La hipótesis es que en los vínculos tóxicos la impulsividad —mensajes compulsivos, invasión del espacio privado del otro, estallidos afectivos o incluso violencia— no proviene de una pulsión sin sentido, sino del superyó. Hay un texto, una frase, una certeza que organiza el acto.
El superyó aporta una convicción férrea, una voz que afirma sin dudas: “me engaña”, “me miente”, “prefiere a otra persona”. Esa certeza no se deduce de hechos, sino de la aparición de lo alter en el otro: cualquier gesto inesperado, cualquier signo de un goce que no sea compartido, se vuelve prueba.

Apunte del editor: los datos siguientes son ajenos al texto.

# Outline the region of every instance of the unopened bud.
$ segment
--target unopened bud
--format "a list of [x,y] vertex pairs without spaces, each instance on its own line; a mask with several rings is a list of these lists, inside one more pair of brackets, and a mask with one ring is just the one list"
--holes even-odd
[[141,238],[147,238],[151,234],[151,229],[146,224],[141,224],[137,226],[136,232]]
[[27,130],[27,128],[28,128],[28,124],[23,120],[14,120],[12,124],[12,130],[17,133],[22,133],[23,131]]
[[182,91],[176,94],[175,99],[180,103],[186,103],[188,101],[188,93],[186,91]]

Un ejemplo clínico ilustra este punto: una paciente que ingiere un blíster de ansiolíticos luego de que su novio —que vive en otra ciudad— le dice que no viajará ese fin de semana. No quería morir; quería “acallar la voz”. ¿Cuál? La del superyó que le decía: “Es mentira. Va a ver a la otra, la que le pone likes”.
La certeza proviene del superyó, no de la percepción.
Impulsión y lectura clínica
A diferencia de las impulsiones directas, sin texto, las que pasan por el superyó sí dejan una letra. Algo que se puede leer y trabajar en análisis. En el caso citado, la analista recorta la frase significante: “el otro es mejor”, eco de una comparación paterna que la paciente escuchó durante la infancia.
Allí se abre una vía clínica: no se trata de combatir la impulsividad buscando inhibición, sino de interpretar el borde significante que sostiene la certeza. El trabajo apunta a reintroducir la falta: abrir una hiancia donde pueda alojarse la incertidumbre respecto del otro. Porque lo que se intenta negar, mediante la certeza y el acto, es justamente esto: que el otro siempre escapa, siempre desconcierta, siempre implica un punto opaco.
Los celos tóxicos, con su núcleo de certeza y sus actos pasionales, son modos de evitar la incertidumbre que el otro introduce. La clínica consiste en reinstalar esa brecha: hacer lugar a la falta, para que aparezca aquello que el vínculo tóxico intenta tapar con desesperación.
Ese punto irreductible es la soledad estructural del sujeto, una soledad que ningún otro —por amado que sea— puede abolir.